Lists: | pgsql-hackers |
---|
From: | Kuba Ouhrabka <kuba(at)comgate(dot)cz> |
---|---|
To: | pgsql-hackers(at)postgresql(dot)org |
Subject: | Vacuum and oldest xmin (again) |
Date: | 2004-11-04 08:31:05 |
Message-ID: | cmcpc9$1r1t$1@news.hub.org |
Views: | Raw Message | Whole Thread | Download mbox | Resend email |
Lists: | pgsql-hackers |
Hi,
we use 7.4 and suffer from table and index bloat. I tracked down the
issue to vacuum using GetOldestXmin() which returns the oldest xmin of
any database in cluster, not xmin of the current database. Yes, I've
read the thread about this issue called "Problems Vacuumi'ng" - April 2004
But our situation is not caused by misbehaved clients. Let me explain.

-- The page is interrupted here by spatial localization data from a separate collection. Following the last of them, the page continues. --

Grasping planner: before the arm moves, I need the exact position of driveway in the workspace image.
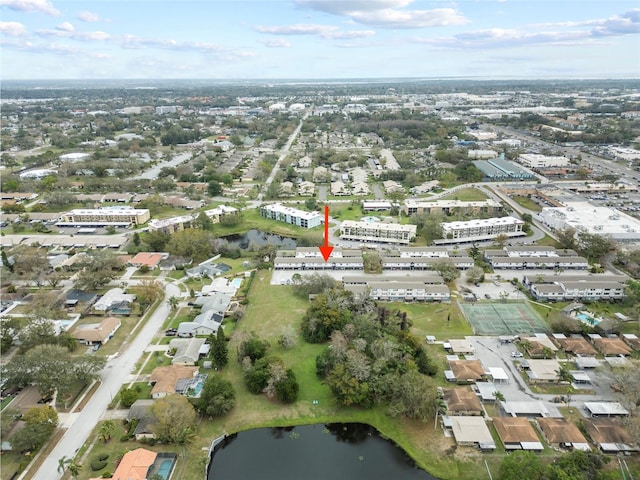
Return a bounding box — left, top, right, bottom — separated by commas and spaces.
28, 284, 180, 480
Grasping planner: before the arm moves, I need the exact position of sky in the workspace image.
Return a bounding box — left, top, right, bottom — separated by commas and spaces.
0, 0, 640, 80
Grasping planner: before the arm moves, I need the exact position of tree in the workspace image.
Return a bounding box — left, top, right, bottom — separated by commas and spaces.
194, 375, 236, 417
433, 260, 460, 283
98, 420, 116, 443
120, 388, 138, 408
466, 267, 484, 283
211, 326, 229, 368
151, 394, 196, 444
498, 450, 544, 480
387, 370, 437, 421
76, 250, 123, 291
293, 273, 338, 298
275, 369, 300, 403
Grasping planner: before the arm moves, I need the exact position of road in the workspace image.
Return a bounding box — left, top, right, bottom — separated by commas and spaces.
29, 284, 180, 480
257, 105, 313, 203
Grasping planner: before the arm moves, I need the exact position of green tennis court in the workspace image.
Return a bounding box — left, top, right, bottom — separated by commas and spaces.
460, 303, 547, 335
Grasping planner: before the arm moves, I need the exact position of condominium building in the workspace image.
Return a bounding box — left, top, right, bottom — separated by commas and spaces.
435, 217, 526, 244
56, 207, 151, 227
149, 215, 194, 235
340, 220, 417, 245
404, 198, 502, 215
260, 203, 323, 228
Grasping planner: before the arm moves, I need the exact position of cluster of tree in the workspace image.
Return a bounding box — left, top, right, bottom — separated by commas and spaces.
238, 334, 300, 403
193, 374, 236, 417
3, 344, 105, 402
498, 450, 618, 480
291, 272, 339, 298
76, 250, 124, 291
302, 289, 437, 420
3, 405, 58, 452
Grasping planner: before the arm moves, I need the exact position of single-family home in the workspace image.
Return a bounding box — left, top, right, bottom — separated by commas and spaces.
71, 317, 122, 345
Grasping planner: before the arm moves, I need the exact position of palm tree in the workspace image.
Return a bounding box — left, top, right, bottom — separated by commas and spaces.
167, 295, 180, 310
69, 462, 82, 478
98, 420, 116, 443
58, 455, 72, 474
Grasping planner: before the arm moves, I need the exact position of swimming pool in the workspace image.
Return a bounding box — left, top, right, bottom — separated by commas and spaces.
576, 312, 600, 327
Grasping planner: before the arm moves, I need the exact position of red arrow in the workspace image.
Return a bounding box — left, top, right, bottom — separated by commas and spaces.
318, 205, 333, 262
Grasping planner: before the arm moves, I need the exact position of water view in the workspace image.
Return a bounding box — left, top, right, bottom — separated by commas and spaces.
223, 228, 296, 250
207, 423, 435, 480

We're running several big OLTP databases on the server. Typical
transaction is insert/update/delete and takes less than second. Up to
this point everything is fine. But there are also tasks like backup or
initial data loading that take much more time than a second - sometimes
an hour or more. And during this time _all_ our databases on the
server are not properly vacuumed because there is a long running
transaction in some other database. This is really big problem for
us. We're trying to avoid long running transactions but backup and
initial data loading are essential tasks. The only solution I can see
now, is to have several database clusters on the server in order to have
completly separated databases...
Is there something I'm missing? What can I do for correct vacuuming when
there is a long running transaction in some other database?

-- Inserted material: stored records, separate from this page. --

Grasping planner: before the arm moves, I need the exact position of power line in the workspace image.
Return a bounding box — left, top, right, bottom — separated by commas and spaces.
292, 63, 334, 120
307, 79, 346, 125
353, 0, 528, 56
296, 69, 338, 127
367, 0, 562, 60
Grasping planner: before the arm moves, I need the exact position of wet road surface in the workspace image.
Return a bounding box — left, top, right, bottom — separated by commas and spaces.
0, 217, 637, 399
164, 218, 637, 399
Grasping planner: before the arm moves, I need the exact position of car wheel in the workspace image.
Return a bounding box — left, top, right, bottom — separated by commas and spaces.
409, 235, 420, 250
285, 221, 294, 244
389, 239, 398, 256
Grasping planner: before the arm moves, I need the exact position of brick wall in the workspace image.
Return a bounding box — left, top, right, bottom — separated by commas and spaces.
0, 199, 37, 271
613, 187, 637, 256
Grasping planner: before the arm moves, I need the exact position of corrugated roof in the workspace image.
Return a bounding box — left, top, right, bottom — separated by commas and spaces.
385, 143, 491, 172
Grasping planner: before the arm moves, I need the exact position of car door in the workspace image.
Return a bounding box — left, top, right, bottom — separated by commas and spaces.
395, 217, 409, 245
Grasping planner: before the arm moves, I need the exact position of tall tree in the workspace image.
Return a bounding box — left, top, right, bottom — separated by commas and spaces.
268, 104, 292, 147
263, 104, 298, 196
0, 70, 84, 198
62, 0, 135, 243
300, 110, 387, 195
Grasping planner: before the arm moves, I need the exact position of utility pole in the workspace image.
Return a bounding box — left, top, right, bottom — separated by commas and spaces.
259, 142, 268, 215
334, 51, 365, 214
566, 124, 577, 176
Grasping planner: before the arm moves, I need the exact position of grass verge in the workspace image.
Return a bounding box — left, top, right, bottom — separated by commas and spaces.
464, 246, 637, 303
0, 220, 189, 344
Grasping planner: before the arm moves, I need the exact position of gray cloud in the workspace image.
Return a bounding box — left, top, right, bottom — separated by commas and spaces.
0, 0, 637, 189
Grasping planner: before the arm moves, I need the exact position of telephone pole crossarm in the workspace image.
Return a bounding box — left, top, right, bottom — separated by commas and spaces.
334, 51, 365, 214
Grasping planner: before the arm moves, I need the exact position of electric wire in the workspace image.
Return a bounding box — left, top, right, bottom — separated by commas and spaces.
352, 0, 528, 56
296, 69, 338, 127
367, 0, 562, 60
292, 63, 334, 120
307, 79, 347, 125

My suggestion is to add some more logic to vacuum to get correct oldest
xmin - local to current database. I don't want to add extra overhead to
all transactions but only to vacuum. I have no knowledge of Pg internals
but something like adding txn number to pg_stat_activity and then
checking this view (if it is enabled)... Would this be possible?
Bottom line: GetOldestXmin() is also called from Slony and also leads to
unexpected behaviour (at least for me) - replication is waiting for
transactions in completly unrelated databases.
Thanks, Kuba
From: | Andrew Sullivan <ajs(at)crankycanuck(dot)ca> |
---|---|
To: | pgsql-hackers(at)postgresql(dot)org |
Subject: | Re: Vacuum and oldest xmin (again) |
Date: | 2004-11-04 14:12:24 |
Message-ID: | 20041104141224.GC23219@phlogiston.dyndns.org |
Views: | Raw Message | Whole Thread | Download mbox | Resend email |
Lists: | pgsql-hackers |
On Thu, Nov 04, 2004 at 09:31:05AM +0100, Kuba Ouhrabka wrote:
> initial data loading are essential tasks. The only solution I can see
> now, is to have several database clusters on the server in order to have
> completly separated databases...
We actually do that, for the reasons you say, plus because it gives
us a certain degree of separability (and because it allows us to tune
the caches more effectively for each type of system).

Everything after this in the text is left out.